Les Matheson, RBS' personal banking CEO, recently told analysts at Jefferies that the volume of mortgage applications had been exceptionally strong in recent weeks.
"Matheson said that the 'mortgage market is surprisingly buoyant' and that the bank has seen the best three weeks of mortgage applications almost ever," said Jefferies analysts in a note.
The bank has been aided by the departure from the mortgage market of challengers such as Tesco Personal Finance PLC, which is selling its mortgage book to Lloyds Banking Group PLC. Although Jefferies noted that even if volumes remain strong, there has been no let up in pricing pressure.
There are areas where Rose could cut costs, however, said Jefferies' analysts, citing the bank's NatWest Markets PLC arm and other costs associated with Brexit and ring-fencing (the process whereby banks were obliged to separate their retail banks from their investment banking arm).
"Whilst management remain cautious on the income outlook, they indicate there are still opportunities on costs — for instance, in NatWest Markets the ratio of back to front staff is 4:1 and also up to £100m of annual costs associated with Brexit and ring-fencing," said Jefferies.
Legacy of financial crisis and Brexit vulnerabilities
RBS is still dealing with the legacy of its central role it played in the financial crisis when it received a £45 billion government bailout. It remains majority state-owned, with the government holding a 62% stake, and one of Rose's priorities will be getting the bank back into private ownership.
RBS can now buy back up to 4.99% of that every 12 months, if the government is prepared to sell. The shares remain well below the average price of just over £5 a share originally paid by the government. The Office of Budget Responsibility has said the government intends to sell it entire stake by 2024, though the market uncertainty caused by Brexit has already delayed that process.
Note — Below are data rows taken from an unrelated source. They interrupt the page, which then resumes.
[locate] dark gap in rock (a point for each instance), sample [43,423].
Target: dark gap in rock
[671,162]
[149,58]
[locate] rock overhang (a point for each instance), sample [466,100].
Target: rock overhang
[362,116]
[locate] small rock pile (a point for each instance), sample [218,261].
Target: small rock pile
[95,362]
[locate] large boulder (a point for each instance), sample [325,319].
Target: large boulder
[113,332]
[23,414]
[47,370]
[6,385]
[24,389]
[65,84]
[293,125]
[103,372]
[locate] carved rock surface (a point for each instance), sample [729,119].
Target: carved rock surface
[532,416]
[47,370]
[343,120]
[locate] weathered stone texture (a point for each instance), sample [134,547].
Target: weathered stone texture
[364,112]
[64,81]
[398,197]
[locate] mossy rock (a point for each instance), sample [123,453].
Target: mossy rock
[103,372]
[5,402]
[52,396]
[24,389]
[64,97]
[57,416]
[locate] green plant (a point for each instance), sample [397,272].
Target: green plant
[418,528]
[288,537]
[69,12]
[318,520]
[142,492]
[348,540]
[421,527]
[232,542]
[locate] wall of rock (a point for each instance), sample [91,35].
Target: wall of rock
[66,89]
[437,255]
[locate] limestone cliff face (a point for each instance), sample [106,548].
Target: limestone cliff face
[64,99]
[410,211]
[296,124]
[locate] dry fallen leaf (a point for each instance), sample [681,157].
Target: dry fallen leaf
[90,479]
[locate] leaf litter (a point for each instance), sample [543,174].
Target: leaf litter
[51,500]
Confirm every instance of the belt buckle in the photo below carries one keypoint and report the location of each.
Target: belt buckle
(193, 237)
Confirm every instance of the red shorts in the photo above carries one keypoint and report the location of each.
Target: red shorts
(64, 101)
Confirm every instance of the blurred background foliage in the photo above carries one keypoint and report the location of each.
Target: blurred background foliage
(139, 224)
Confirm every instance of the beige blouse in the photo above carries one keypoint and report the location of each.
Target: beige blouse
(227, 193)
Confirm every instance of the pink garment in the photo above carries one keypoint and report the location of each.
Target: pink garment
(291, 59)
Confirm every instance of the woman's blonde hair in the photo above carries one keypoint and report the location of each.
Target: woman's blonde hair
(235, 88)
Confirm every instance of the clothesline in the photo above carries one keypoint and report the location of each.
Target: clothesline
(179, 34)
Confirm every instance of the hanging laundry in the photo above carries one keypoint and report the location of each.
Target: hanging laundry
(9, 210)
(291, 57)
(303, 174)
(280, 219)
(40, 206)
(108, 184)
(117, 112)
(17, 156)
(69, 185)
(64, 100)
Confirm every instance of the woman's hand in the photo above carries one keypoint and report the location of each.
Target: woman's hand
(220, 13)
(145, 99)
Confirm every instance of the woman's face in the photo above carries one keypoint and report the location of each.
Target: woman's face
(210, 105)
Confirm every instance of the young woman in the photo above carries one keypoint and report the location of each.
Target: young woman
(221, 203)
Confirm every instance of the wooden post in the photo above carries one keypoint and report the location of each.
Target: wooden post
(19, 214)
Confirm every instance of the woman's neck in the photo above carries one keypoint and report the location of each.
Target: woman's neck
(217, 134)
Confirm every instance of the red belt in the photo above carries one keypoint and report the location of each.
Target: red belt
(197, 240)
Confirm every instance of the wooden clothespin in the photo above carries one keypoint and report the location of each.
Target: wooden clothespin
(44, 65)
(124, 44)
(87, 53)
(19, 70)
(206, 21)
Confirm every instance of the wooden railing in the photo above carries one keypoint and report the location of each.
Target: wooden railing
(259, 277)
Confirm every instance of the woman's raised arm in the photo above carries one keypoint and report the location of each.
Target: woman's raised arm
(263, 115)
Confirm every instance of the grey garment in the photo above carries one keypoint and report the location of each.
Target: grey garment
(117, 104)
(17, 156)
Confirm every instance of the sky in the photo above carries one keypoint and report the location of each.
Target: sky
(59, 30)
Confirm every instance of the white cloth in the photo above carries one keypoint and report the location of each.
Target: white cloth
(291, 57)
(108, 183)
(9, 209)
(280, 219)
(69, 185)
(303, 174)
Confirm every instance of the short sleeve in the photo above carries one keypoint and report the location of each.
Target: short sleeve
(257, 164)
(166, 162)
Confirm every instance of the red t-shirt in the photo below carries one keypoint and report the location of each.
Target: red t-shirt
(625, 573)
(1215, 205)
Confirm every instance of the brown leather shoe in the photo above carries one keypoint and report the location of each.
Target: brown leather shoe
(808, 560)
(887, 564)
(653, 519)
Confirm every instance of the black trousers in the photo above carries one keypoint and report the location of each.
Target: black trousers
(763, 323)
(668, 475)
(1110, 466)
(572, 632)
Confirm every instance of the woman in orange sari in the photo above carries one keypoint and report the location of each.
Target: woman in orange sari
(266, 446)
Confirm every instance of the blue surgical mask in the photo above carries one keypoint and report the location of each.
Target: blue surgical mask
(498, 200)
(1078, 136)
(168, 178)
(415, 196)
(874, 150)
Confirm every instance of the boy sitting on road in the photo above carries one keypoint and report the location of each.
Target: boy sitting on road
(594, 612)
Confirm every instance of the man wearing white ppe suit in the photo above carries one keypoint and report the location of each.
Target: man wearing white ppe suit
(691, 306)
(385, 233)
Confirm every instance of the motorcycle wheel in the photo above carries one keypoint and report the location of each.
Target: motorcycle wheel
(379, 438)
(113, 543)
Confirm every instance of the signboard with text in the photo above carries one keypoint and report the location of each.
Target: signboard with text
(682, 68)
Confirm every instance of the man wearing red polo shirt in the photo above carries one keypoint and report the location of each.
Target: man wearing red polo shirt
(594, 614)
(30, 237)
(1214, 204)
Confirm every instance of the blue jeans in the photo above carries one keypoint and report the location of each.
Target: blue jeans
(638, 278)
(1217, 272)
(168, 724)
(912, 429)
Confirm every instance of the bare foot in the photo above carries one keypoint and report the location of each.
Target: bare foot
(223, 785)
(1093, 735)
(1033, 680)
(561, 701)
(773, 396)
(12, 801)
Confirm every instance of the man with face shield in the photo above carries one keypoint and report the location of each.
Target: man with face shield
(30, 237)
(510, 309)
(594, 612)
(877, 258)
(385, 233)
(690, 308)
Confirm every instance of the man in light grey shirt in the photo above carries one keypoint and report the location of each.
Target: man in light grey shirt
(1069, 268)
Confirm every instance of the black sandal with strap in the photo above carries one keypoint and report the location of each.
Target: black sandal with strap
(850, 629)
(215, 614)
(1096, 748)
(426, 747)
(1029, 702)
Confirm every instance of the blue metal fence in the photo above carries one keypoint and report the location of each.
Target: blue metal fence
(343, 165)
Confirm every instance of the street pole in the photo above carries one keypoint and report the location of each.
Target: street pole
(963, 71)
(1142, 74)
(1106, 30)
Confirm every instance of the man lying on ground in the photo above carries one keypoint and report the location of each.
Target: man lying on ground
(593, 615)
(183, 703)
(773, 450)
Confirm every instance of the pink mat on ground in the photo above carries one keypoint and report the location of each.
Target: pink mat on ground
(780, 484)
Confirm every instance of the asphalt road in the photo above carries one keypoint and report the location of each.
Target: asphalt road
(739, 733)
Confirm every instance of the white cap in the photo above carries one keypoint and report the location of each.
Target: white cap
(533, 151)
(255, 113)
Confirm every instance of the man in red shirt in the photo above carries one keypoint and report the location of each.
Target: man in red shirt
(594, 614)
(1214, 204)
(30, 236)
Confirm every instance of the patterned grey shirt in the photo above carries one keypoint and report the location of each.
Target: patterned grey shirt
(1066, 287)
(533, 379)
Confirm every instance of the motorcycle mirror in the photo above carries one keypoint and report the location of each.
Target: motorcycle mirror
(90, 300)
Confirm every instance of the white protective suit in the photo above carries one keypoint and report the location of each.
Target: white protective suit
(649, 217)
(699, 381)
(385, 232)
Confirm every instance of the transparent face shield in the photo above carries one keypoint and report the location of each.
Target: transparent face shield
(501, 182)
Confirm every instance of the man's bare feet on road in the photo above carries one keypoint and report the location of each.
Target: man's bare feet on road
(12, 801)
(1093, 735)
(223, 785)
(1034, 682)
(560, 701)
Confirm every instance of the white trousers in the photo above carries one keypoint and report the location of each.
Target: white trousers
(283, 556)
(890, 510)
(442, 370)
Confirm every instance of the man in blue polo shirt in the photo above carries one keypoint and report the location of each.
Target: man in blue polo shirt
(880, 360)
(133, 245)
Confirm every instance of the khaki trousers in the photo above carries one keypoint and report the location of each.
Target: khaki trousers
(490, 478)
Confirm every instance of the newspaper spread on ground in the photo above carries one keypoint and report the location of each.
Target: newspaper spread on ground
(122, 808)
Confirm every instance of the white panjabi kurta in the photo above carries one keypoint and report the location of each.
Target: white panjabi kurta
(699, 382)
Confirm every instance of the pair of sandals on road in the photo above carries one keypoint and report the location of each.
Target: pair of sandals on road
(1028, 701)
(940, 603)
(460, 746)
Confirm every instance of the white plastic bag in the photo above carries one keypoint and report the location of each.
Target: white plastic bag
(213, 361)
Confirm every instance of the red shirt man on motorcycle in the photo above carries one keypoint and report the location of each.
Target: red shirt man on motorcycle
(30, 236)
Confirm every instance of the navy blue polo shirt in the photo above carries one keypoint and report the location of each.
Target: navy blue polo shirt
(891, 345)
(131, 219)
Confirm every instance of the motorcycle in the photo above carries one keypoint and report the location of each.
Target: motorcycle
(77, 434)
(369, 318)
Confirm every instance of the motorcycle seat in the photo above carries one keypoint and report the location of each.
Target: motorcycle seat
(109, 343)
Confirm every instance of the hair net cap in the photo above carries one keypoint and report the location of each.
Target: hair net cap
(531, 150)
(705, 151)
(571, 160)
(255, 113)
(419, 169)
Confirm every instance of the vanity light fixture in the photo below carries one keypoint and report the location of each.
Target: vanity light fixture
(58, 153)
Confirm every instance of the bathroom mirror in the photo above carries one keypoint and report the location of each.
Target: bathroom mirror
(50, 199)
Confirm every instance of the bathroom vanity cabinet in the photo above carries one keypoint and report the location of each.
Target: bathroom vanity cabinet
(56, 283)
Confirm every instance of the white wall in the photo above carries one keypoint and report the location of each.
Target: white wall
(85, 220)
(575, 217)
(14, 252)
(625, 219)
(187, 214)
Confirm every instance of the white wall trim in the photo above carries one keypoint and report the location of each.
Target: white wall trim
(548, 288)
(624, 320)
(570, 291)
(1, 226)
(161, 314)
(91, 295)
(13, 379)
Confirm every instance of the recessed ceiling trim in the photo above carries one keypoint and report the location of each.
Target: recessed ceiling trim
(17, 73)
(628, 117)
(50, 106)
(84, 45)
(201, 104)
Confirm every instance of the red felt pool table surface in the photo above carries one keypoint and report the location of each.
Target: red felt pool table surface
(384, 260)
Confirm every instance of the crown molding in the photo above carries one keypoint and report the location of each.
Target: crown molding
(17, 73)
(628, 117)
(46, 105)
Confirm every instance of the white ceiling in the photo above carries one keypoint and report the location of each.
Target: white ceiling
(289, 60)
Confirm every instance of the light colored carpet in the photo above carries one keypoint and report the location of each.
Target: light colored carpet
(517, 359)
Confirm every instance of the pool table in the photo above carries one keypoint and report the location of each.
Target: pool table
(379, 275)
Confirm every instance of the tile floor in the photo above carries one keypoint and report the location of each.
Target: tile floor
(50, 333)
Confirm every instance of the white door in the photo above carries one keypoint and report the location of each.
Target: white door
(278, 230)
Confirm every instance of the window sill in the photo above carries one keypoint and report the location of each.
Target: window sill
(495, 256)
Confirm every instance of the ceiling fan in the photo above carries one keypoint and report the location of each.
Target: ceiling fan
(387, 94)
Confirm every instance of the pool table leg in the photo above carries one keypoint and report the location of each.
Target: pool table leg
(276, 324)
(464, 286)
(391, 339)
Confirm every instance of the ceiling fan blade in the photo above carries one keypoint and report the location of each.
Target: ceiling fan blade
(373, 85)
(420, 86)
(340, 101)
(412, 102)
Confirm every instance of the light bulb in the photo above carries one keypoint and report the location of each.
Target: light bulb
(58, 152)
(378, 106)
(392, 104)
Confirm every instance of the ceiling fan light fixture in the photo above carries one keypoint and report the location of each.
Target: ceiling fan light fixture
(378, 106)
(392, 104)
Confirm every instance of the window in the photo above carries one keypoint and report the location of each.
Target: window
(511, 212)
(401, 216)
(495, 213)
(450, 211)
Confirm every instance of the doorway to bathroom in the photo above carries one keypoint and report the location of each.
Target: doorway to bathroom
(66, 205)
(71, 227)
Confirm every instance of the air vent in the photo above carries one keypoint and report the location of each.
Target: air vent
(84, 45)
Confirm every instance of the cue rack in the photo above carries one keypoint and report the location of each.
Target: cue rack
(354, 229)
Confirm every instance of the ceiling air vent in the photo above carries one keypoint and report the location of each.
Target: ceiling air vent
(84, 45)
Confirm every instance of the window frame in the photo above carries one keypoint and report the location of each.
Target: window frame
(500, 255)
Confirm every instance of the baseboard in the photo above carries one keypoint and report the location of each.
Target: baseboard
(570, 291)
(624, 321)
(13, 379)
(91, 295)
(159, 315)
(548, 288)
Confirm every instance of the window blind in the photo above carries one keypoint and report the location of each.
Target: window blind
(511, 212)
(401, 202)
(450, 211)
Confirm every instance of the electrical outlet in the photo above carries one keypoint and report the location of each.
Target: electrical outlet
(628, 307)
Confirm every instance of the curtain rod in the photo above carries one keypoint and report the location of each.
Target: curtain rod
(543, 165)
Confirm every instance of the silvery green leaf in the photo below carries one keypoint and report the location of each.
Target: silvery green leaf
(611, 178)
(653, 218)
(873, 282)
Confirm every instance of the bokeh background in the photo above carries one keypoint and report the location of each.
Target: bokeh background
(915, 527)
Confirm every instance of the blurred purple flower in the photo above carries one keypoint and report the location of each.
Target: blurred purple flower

Brexit, of course, looms large over the British banking sector and RBS' concentration in the U.K. means it could be especially vulnerable to any resulting downturn, as S&P Global Ratings highlighted in a recent report.
"U.K. banks with more limited international diversification have tended to experience larger revenue declines. Santander U.K. and RBS both saw pronounced falls in operating revenues of around 8% in first-half 2019 compared with first-half 2018," it said.
While larger firms in the U.K., especially banks, have indicated they are well-prepared for Brexit, the picture is less rosy for smaller companies. RBS is heavily exposed to smaller firms; indeed it is the market leader in lending to small and medium-sized enterprises.
The bank's SME and midsized corporate loan book stood at £30.6 billion as of the end of the first half of 2019, a 2% increase compared with the same period in 2018. The bank's total commercial loan book totaled £102.6 billion at the end of the first half, while the U.K. personal banking loan book stood at £153.1 billion.
RBS reported its first annual profit in a decade in 2017 and the bank is still committed to capital returns, said Jefferies, with special dividends likely to be the preferred option.
"There is still a sense of urgency around capital return (i.e. taking the first half 16.0% CET1 down to 14% over the next two years). All options are on the table including buying back shares in the open market but this is not seen as optimal. Thus, it seems that special dividends remain the preferred option," Jefferies said.